TB REACH Spotlight: Strengthened case detection at government health facilities leads to significant treatment initiation increases in Tajikistan

01 September - Tajikistan has the lowest GDP per capita in Central Asia, as well as in the former Soviet Union, and suffers from high rates of TB (estimated prevalence of 382 TB patients per 100,000 populations). Though the Republican TB Control Center (NTP) currently notifies 75% of the estimated cases in Tajikistan, TB detection and treatment services are still uneven across the country and drug-resistant TB infections are common (17% of new patients and up to 62% of retreatment patients), making the reversal of TB as an epidemic an immense challenge for this low resource setting. Innovative and impactful solutions are needed to quickly link patients to appropriate treatment.

The NTP established a systematic screening initiative based in 3 districts, covering a population of 1.36 million. Community health workers were trained to verbally screen every person visiting government health facilities (polyclinics) in these three districts for symptoms of TB using a standardized questionnaire. Symptomatic individuals were then asked to provide sputum for testing first with smear microscopy and then with the Xpert MTB/RIF assay if smear results were negative. Symptomatic identification, sputum submission, result provision and treatment initiation were all monitored using electronic data collected on mobile phones to limit pre-treatment loss to follow-up. The initiative also established systematic verbal screening and specimen referral networks at a high-volume diabetes clinics and a pre-trail detention facility (SIZO) in the capital, Dushanbe.

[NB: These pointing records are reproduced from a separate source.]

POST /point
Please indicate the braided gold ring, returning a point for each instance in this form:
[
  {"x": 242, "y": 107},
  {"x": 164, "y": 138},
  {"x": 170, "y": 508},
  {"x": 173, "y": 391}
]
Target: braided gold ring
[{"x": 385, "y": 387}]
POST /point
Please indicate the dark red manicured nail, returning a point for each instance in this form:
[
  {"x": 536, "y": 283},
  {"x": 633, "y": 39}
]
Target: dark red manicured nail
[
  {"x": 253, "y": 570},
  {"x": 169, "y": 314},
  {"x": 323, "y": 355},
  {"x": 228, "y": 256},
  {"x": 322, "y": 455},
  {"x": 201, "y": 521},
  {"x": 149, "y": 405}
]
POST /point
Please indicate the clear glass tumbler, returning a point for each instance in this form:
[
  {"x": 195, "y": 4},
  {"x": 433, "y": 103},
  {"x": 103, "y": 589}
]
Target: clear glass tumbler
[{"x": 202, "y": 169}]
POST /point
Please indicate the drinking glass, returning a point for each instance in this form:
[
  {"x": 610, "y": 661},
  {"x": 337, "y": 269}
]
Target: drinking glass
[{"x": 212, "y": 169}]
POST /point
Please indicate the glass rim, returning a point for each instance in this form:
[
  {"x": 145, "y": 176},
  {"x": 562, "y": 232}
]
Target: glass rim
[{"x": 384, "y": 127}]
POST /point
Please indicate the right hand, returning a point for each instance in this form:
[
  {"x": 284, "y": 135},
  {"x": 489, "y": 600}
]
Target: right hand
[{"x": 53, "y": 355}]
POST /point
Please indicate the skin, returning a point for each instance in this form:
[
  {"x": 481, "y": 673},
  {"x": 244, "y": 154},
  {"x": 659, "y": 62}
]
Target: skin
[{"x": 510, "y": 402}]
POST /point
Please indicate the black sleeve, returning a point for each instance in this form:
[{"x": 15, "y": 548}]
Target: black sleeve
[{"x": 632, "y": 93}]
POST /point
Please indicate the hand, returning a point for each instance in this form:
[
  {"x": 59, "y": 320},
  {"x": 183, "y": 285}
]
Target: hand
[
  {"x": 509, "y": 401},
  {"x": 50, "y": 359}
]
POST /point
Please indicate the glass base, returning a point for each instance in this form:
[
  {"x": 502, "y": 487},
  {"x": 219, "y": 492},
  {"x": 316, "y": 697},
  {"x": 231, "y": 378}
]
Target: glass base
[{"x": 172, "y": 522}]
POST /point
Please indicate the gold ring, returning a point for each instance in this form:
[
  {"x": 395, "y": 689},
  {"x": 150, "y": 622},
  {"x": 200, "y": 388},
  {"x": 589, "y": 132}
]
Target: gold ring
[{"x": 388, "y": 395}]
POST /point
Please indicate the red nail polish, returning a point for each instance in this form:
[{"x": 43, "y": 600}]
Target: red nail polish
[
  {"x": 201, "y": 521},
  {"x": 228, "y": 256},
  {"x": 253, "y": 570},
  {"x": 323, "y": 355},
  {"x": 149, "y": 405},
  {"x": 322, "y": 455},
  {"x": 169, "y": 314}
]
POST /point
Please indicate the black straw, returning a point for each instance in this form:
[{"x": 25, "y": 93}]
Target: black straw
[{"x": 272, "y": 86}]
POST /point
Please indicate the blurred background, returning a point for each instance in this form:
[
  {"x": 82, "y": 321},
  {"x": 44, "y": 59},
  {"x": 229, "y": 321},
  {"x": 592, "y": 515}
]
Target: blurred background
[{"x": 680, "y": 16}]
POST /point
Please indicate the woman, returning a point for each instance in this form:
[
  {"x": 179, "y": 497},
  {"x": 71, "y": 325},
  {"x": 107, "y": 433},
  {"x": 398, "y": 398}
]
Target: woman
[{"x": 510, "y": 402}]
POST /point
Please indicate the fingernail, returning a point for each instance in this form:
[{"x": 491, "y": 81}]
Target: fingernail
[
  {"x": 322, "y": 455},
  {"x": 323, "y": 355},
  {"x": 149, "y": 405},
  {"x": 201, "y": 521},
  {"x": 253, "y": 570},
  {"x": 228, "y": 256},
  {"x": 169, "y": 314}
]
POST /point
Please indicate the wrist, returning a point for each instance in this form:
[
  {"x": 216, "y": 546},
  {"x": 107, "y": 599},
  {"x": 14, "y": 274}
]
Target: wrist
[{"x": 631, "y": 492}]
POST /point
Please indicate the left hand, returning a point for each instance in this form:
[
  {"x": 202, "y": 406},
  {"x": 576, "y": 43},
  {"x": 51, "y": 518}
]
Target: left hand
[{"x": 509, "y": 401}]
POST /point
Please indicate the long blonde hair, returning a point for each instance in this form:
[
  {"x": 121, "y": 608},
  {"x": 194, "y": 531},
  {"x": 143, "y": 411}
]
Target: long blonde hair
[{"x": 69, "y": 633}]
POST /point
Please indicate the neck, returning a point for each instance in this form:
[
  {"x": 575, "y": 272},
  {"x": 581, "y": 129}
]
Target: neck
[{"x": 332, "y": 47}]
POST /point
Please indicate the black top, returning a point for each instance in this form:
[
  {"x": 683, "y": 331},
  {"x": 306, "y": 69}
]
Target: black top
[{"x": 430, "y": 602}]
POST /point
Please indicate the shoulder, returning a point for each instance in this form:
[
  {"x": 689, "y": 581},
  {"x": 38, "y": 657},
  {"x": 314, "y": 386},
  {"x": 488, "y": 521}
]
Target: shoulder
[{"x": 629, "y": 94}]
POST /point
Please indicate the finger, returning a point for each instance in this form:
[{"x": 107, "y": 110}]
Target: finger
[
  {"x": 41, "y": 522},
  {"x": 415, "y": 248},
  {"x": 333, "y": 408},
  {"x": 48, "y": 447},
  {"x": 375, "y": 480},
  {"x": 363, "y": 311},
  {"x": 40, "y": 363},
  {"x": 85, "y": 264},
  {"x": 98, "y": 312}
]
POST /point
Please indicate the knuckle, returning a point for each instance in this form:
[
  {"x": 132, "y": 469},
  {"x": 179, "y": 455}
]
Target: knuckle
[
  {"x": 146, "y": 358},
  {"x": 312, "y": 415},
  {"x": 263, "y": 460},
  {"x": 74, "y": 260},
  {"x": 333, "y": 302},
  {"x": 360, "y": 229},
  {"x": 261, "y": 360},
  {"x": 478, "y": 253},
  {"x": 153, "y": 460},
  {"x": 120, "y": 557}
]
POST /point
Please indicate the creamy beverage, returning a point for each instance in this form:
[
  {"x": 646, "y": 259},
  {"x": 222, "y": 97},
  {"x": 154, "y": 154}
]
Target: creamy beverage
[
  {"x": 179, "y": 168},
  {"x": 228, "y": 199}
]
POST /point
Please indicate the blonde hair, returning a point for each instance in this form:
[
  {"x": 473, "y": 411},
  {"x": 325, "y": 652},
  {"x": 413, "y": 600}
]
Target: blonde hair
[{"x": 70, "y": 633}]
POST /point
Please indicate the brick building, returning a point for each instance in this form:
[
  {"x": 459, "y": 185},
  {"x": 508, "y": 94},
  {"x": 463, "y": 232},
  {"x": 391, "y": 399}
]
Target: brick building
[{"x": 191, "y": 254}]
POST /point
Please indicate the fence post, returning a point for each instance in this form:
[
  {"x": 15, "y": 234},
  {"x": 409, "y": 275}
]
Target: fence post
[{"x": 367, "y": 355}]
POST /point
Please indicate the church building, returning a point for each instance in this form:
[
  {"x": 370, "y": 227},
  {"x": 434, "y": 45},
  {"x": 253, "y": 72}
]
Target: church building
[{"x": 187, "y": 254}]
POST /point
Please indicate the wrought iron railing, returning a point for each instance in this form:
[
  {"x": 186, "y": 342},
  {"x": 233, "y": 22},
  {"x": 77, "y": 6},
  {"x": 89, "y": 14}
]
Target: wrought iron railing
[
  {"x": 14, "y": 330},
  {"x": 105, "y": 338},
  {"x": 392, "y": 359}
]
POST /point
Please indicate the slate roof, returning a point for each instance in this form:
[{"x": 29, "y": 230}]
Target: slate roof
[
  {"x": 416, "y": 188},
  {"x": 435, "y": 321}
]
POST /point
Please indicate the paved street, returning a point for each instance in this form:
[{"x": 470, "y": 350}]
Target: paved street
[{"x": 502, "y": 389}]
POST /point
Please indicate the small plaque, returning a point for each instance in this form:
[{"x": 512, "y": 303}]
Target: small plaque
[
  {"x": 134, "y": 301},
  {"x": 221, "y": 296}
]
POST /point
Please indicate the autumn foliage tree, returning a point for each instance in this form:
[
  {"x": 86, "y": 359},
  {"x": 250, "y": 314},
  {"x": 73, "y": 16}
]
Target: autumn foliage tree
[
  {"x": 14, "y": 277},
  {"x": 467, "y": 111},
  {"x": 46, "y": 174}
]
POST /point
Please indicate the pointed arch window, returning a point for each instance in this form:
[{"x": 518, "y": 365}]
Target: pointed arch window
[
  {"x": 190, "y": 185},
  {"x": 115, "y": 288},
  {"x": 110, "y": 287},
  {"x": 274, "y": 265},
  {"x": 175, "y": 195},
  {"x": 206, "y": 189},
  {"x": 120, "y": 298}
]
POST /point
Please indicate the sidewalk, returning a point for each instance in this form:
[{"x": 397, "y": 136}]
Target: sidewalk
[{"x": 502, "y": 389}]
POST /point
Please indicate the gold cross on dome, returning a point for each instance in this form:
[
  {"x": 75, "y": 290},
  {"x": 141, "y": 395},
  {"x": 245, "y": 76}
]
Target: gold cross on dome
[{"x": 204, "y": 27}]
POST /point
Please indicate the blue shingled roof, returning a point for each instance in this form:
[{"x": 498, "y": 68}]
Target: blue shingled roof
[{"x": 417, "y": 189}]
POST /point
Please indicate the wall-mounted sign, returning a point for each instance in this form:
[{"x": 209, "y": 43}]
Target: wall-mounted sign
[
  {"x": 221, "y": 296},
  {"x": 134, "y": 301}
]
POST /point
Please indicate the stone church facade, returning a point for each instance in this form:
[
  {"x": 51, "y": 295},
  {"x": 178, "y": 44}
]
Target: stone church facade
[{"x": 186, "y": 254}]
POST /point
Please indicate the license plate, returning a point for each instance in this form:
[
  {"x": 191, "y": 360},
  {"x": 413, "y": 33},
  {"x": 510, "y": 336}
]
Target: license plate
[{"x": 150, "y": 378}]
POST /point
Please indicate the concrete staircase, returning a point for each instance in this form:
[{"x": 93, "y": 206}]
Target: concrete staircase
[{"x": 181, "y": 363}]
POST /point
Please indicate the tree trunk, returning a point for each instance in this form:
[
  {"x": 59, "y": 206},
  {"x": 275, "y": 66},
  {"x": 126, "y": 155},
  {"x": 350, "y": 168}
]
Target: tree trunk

During the first year of implementation, over 785,000 individuals were verbally screened for symptoms of TB, resulting in the identification of over 9,250 symptomatic individuals and the treatment of over 1,250 new bacteriologically-positive (Bac+) and a further 410 all forms TB patients. Of these patients, 333 were detected as having infections which were resistant to rifampicin using the Xpert MTB/RIF assay and were sent to specialist clinics for further evaluation and second line treatment initiation. These newly detected and treated patients represent a +244% increase in the treatment of New Bac+ TB notifications compared with historical trends.